For work over warrens or vermin shooting, where the ranges might be stretched a little, a good variable scope is a definite advantage. Here my preference is for something like a 3-9x or 4-12x, preferably with an adjustable objective lens that will focus back to about 25 metres. While the latter is not essential it does ensure a clear sight picture every time.

Also important is a maximum field of view, especially when working with the higher magnifications. A good variable also allows a rimfire to do double duty both in the field and on the range. This can mean a shooter only needs one rifle to meet his shooting interests - though range shooters generally prefer a dedicated rifle for competitive work, perhaps several if they’re shooting a number of different disciplines.

The majority of rimfire range work is about accuracy and that’s where higher-powered fixed or variable scopes come into their own. Target shooters know you can only shoot as well as you can see; that’s why fixed 24x and 36x scopes aren’t uncommon and the majority of serious competitive rimfire shooters regard 6.5-20x scopes as the norm.

Yes, such scopes do have limited fields of view, but on the range where targets are often numbered that’s not really as critical as it is in the field. Once again, adjustable objectives are essential and target turrets make a lot of sense.

Regardless of make, a fixed power rimfire scope should be parallax adjusted back to 50 yards or metres. Many variables with adjustable objectives will focus back even closer.

Every manufacturer in the business makes rimfire scopes, so the range of choices available is extensive. Using a common sense approach should help you narrow down the field, bearing in mind that you are the only person who can ultimately decide what you need.

Finally, no matter what style of rimfire shooting you participate in, appropriate mounts are just as important as the selection of a scope. As with scopes, it’s essential to buy the best mounts you can afford and make sure they’re properly fitted.

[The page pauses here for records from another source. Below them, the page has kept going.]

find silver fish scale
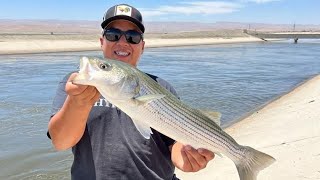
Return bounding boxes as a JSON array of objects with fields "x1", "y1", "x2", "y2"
[{"x1": 134, "y1": 71, "x2": 243, "y2": 159}]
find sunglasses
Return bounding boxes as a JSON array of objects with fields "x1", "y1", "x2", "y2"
[{"x1": 103, "y1": 28, "x2": 143, "y2": 44}]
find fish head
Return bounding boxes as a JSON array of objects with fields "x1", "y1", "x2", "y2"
[{"x1": 73, "y1": 56, "x2": 140, "y2": 100}]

The best scope in the world is no more useful than the worst if the mounts fail.

Some common scope terms
Adjustable Objective - The focusing ring on the objective lens that allows a scope to be focused from a designated minimum distance to infinity.

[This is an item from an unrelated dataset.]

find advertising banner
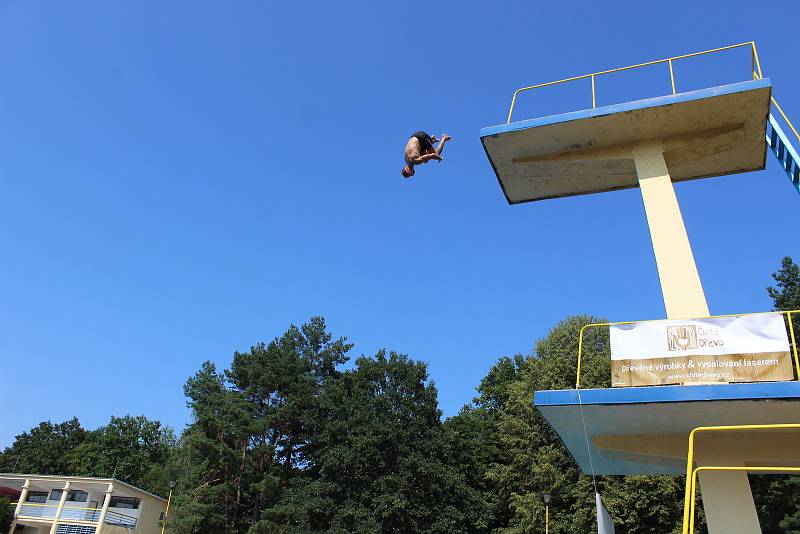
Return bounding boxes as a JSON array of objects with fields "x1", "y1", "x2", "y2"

Elevation - Vertical adjustment of the reticle up and down.

Exit Pupil - The circle of light exiting the ocular lens. Derived by dividing the objective lens diameter by the magnification of the scope (eg, A 4x 40mm scope will have an exit pupil of 10mm. The optimum exit pupil is around 7mm.)

Eye Relief - The distance from the back of the ocular lens to the pupil of the eye when a full field of view can be seen through the scope.

Field of View - The yards or metres of country that can be seen through the objective lens at 100 yards or metres.

Fixed Power - A set magnification rating (eg, 4x, 6x, etc.).

Lens Coating - A thin layer of special material applied to glass to air surfaces of lenses to improve light transmission and contrast or to reduce glare. Many lenses are multi-coated.

Objective Lens - The front lens of a scope, the diameter of which is generally expressed in millimetres.

Ocular Lens - The rear lens of the scope. Also referred to as the eyepiece.

Parallax - The difference in the apparent position of the reticle on the target image at different ranges or an out-of-focus image. Occurs when the image of the target is not focused on the same plane as the reticle. Can be remedied with an adjustable objective. Scopes with no objective adjustment are usually set to be parallax free at designated distances such as 100 metres for a centrefire scope or 50 metres for a rimfire.

Reticle - The crosshair or aiming point within the scope. A number of manufacturers now offer scopes with illuminated reticles for improved visibility under lowlight conditions. Sometimes called a graticule.

Tube Diameter - The external diameter of the scope body, generally 25 or 30mm.

Turrets - Projections on the top and right-hand side of a scope that house graduated dials for adjusting the windage and elevation of the scope reticle when sighting in.

Variable Power - A scope with the ability to vary magnification within a set range (eg, 3-9x, 4-12, etc.).

Windage - Horizontal movement of the reticle left and right.